Biotin-labeled circARHGAP12 probe RNA pull-down assay was synthesized by Genepharma (Shanghai, China). Cervical cancer cells were lysed and incubated with specific probes and streptavidin-coated magnetic beads in a lysis buffer. The biotin-labeled RNA complex was pulled down and the beads were washed and purified. Then, the enrichment of circARHGAP12 was analyzed by qRT-PCR, and the retrieved IGF2BP2 protein was detected using a western blot.

Mice xenograft model assay

In vivo animal experiments were approved by the Ethics Committee of Shenzhen Baoan Women’s and Children’s Hospital. Ten BALB/c nude mice (male, 15 g) were purchased from the SLAC Laboratory Animal Center (Shanghai, China). CircARHGAP12-stable knockdown cervical cancer cells (100 μL PBS containing 5 × 106 cells) were subcutaneously injected into the lateral flank of BALB/c nude mice. The length and width were measured every 3 days to calculate the tumor volume. Mice were sacrificed after 4 weeks and the tumor was weighed.

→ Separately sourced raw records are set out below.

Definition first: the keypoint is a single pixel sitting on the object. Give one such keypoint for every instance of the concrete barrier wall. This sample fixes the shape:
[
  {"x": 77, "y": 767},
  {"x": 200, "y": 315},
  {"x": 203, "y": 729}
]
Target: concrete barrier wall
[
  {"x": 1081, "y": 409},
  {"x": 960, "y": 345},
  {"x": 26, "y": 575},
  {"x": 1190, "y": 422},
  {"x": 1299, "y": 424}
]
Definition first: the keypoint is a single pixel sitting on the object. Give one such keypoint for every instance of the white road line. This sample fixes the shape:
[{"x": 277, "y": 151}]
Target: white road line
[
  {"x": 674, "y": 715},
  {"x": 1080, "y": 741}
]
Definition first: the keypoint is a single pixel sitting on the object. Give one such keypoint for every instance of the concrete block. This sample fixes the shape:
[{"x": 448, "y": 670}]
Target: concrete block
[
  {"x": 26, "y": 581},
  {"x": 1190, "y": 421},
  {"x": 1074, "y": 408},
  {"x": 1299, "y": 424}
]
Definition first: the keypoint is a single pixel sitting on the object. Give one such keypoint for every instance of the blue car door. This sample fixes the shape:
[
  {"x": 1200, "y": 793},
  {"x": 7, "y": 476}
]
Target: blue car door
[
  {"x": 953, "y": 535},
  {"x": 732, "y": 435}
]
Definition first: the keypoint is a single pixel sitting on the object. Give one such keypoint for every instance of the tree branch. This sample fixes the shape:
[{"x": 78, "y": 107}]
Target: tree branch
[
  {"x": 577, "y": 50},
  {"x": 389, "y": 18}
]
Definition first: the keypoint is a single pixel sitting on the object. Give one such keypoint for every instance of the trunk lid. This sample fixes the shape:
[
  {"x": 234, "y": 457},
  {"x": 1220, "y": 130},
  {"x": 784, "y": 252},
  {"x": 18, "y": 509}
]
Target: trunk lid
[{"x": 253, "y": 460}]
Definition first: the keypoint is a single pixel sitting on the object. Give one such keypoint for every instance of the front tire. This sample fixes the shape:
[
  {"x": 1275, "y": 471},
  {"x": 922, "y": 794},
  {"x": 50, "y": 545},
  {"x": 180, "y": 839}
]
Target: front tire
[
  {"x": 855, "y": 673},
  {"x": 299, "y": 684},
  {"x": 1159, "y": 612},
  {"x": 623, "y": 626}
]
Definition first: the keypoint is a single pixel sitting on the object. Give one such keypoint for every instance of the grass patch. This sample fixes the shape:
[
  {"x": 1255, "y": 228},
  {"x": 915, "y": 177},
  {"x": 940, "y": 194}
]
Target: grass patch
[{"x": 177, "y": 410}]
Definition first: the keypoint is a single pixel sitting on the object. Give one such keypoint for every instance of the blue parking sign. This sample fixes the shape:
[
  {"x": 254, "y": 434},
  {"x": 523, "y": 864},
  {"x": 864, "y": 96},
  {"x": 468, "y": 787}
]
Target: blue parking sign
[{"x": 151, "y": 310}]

The injection was randomly performed.

Statistical analysis

The statistical analysis was performed by GraphPad Prism v7.0 software. All functional experiments were performed for triplicate times and data was displayed as means ± SD (standard deviation). Student’s t-test and ANOVA were used to compare the statistical significance within two groups and differences between groups. Among them, p < 0.05 or p < 0.01 was considered statistical significant.